Merde, merde, merde, faudra que j’aille voir le doc…

Assez perdue de temps. Je m’approche de la grosse, tâte son pouls, je sens son pouls à la poulette. Pas de temps à perdre j’ai pas envie qu’elle reprenne ces esprits. J’hésite tout de même un instant sur la manière sont je vais achever la bête. Objet tranchant ou la bonne vielle méthode barbare ?

A la barbare mec, y a que ça de vrai.

Certes… Fait ce que tu veux si tu peu me foutre la paix après.


Je plante mes dents dans son coup, là où ce trouve la carotide et arrache un bout de chair que je recrache, perçant au passage la veine vitale.
Ça pisse à mort, yen a de partout. Mon visage est couvert en partie du liquide poisseux. Et là, je pars dans un rire sadique qui ne semble pas vouloir finir.

Ahhhhhhhhhhhhhhhhhhhhhhh, encore, bordel que j’aime ça, ma cochonne tu vas me manquer.

Pauvre taré, je vais gerber…

Tafiole, allé on s’bouge on à du taf.

Je l’attrape sous les aisselles et l’allonge sur le lit. L’excitation monte à nouveau face à ce corps sans vie. Je m’allonge sur elle, commençant à la caresser, tâtant son entrejambe encore mouillé, croquant un sein. Mais la douleur me rappelle à l’ordre, calme mon ardeur, gâche mon plaisir. La voilà à nouveau molle.

Merde, dégoûté, bon une ptite autopsie au moins pour m’amuser.


Non mec pas le temps faut soigner cette putain de main, et y a comme un truc bizarre là qui ce passe sur le bateau.

Tu fais chier mec.

Faut que je me débarrasse du corps. Trop lourd pour le passer par-dessus bord en un seul morceau. Je cherche parmis les outils celui qu’il me faut. Un hachoir parfait.

Alors je commence par quoi ? Ce sera toi que je couperais en premier, un, deux, trois !

La première jambe, un grand coup sec, ça pisse le sang.
La deuxième jambe, un grand coup sec, ça pisse le sang.
Le bras gauche, un grand coup sec, ça pisse le sang.
Le bras droit, un grand coup sec, ça pisse le sang.
Et en fin la tête, un grand coup sec, ça pisse le sang.

Oh ma belle mais je vous fait perdre la tête, ah, ah ah, …

Tout faisant j’arbore un sourire jusqu’au oreille. Y a pas à dire je me régale. Mon calme revient un peu plus à chaque membre tranché. La tête coupée, je suis totalement serein. Bien maintenant on emballe.

Un paquet pour maman, un paquet pour papa, … Ils vont aimer leur beaux cadeaux, ah, ah, ah, …


Le tronc, dans le couvre lit.
Les jambes, dans le drap de dessus.
Les bras, dans le drap de dessous.
Et en fin la tête, dans la taie d’oreiller.

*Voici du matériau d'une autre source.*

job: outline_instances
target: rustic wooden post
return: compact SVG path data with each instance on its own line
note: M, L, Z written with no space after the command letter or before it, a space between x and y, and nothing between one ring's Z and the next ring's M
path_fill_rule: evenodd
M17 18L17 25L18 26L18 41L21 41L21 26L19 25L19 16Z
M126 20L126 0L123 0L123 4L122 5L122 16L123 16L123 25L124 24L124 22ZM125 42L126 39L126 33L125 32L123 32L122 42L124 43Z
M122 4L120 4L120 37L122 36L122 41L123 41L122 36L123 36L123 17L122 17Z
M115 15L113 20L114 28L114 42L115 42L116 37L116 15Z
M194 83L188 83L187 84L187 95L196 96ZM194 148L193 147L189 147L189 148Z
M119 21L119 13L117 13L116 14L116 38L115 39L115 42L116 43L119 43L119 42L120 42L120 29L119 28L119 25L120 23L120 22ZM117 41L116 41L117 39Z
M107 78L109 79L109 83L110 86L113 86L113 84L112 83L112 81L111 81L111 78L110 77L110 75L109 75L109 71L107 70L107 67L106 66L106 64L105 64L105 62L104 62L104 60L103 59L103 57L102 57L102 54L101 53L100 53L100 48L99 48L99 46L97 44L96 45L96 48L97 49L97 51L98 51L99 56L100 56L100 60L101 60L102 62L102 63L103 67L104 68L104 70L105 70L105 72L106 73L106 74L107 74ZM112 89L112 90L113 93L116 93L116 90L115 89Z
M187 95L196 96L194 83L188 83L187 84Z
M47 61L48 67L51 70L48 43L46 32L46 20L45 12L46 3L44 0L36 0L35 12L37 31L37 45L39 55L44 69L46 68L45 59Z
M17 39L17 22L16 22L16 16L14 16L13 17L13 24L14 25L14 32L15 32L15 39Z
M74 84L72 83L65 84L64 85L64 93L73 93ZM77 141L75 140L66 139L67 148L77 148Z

Ok mec. Contrôle s’agit plus de déconner là.

Je prends le premier paquet, ouvre la porte de la cabine, sort la tête pour vérifier qu’il n’y a personne. Tiens il semble qu’il n’y ait plus de lumière ici non plus…J’y vais et hop plouff et de un. Je fais de même avec les trois autres colis.

Voilà ma belle bon voyage, ravie de t’avoir rencontré.

Je prends les serviettes de la salle de bain et nettoie sommairement la pièce.

Bordel dépêche ça fait un mal de chien.

Je fourre les outils épars dans la mallette que j’emporte, choppant les bougies au passage. Ça pourra servir.

Bon mec tu balance les serviettes, passe à ta cabine, puis direct le doc.


Ouais la cabine, j’suis plein de sang ça le fait pas trop, allé je me speede.